Al-Hamidiyya (الحميديه), was a Palestinian village in the District of Baysan. It was depopulated by the Jewish militias, precursors of the Israel Defense Forces, during the 1947–1948 Civil War in Mandatory Palestine on May 12, 1948. It was located five kilometres north of Baysan. It was attacked as part of Operation Gideon. The population in 1922 was 193, expanding to 255 in 1948.

==History==
The village takes its name from the sultan of the Ottoman Empire, Abdul Hamid II (1876–1909).
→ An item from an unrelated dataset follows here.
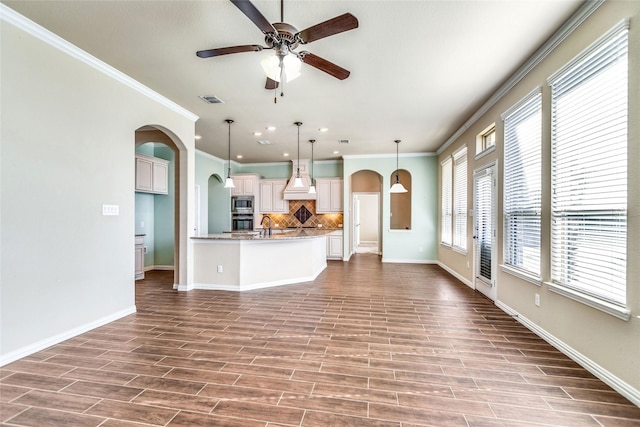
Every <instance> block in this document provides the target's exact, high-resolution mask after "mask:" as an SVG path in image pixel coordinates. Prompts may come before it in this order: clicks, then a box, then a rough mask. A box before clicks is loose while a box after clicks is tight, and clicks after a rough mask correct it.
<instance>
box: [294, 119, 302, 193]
mask: <svg viewBox="0 0 640 427" xmlns="http://www.w3.org/2000/svg"><path fill="white" fill-rule="evenodd" d="M294 125H296V126H298V163H297V164H296V166H297V167H298V170H297V171H296V179H295V180H294V181H293V187H294V188H301V187H304V185H303V184H302V178H301V177H300V126H302V122H295V123H294Z"/></svg>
In 1908, the Ottoman government confiscated lands privately owned by the sultan, including in the Baysan area, and leased them to tenants already residing there, possibly previously settled on his estates by the sultan. Some of the tenants were Bedouins and some fellaheen (peasants), with the former usually calling their village "Arab al-..." followed by the tribal name, which is not the case with Hamidiyya, which can mean that they were of fellah stock. Fellaheen would rather name their village after its founder, or after the location it had been built on.

===British Mandate period===
In the 1922 census of Palestine, conducted by the Mandatory Palestine authorities, Hamidiyeh had a population of 193; 1 Roman Catholic Christian and 192 Muslims, decreasing slightly in the 1931 census to 157, all Muslims, in 42 houses.

In the 1945 statistics the village was counted together with the Jewish kibbutz of Hermonim, with 220 Muslim Arab inhabitants in Al-Hamidiyya, and 100 Jewish inhabitants in Hermonim. Together they had a total area of 10,902 dunums, where Arabs owned 4,720 dunums of land as compared to 1,386 (about 13%) of the total land owned by the Jewish inhabitants. Of this land, Arabs used 164 dunams for citrus and bananas, 8 for irrigation and plantation, 4,395 for cereals, while 10 dunams were built–up, Arab land.

===1948 War and aftermath===
According to Benny Morris, kibbutzniks demanded-and often themselves carried out-the destruction of neighbouring villages for local (and selfish) reasons, as a means of blocking the return of the Arab villagers. For this reason a veteran local leader, Nahum Hurwitz of Kfar Gil'adi appealed in a letter in September 1948 for permission to destroy al-Bira, Kawkab al-Hawa, Jabbul, and al-Hamidiyya in the area for fear that they may be used by Arabs for military operations and to enable them to "take the village's lands, because the Arabs won't be able to return there". Following the war the area was incorporated into the State of Israel.

The Palestinian historian Walid Khalidi, described the village remaining structures in 1992 as: "Aside from the ruins of the village's houses (which have been reduced to cement rubble), a cemetery, and a few wells, only thorns are found on the site. The lands in the vicinity are used by Israelis for agriculture and grazing."

Kibbutz Chamadya, 2 km south, is close, but not on village land.